Friday, December 30, 2011

last time i messed up because i "loved" the wrong person in all the wrong ways . many lessons were derived from that experience , but in particular the statement "the higher you fly the harder you'll fall" was the realest . how could it not be ? the more love you have for a person , the riskier it is because the depth of the hurt that may ensue proportionally increases .

its tough , this past three days were amazing . ive observed qualities that ive never taken much notice to before , and the more i discover , the more i find myself inching forward to where i was before - when i was metaphorically "flying too high". of course it isnt a matter of dependency , which was the main problem in the past relationship , but the insecurity stems from increasingly loving someone who is proving to me more and more how much we mould together & how much he cares . 

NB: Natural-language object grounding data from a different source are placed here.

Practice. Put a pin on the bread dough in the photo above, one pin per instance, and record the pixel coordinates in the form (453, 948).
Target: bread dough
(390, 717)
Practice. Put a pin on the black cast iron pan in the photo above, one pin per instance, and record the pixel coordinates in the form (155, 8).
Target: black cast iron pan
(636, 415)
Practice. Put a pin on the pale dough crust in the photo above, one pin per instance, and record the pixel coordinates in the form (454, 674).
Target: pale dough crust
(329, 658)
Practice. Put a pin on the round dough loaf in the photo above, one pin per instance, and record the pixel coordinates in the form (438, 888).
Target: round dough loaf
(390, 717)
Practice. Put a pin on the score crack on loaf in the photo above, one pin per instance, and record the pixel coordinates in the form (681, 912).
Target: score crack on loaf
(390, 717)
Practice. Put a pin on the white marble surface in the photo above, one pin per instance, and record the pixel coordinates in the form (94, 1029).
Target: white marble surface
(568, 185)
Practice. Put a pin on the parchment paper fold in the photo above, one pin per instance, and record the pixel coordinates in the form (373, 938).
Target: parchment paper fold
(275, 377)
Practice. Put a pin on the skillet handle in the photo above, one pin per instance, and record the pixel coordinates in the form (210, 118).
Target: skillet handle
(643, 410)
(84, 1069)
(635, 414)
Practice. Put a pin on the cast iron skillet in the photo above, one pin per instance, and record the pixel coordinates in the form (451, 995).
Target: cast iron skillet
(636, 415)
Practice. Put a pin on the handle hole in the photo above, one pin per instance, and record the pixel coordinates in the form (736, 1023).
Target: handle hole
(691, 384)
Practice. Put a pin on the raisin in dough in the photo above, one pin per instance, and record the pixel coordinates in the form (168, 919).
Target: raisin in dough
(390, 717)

the terrifying part is that the possibility of losing that person in whatever manner is just as real . walking into a friends house today & talking with his widowed mother & seeing family pictures with the dad when he was still around was so painful / tomorrow , the words that come out of my mouth may pose to be a roadblock . whether unintentional or intentional , the possibility of losing someone has always been my greatest fear , and to know im loving someone more and more feels a bit like im digging myself into a hole .

i cant imagine what it would be like to be married . to have given your life to someone else and to be 'one' , and then have that taken away from you . 
marriage is such a terrifying but beautiful thing ._.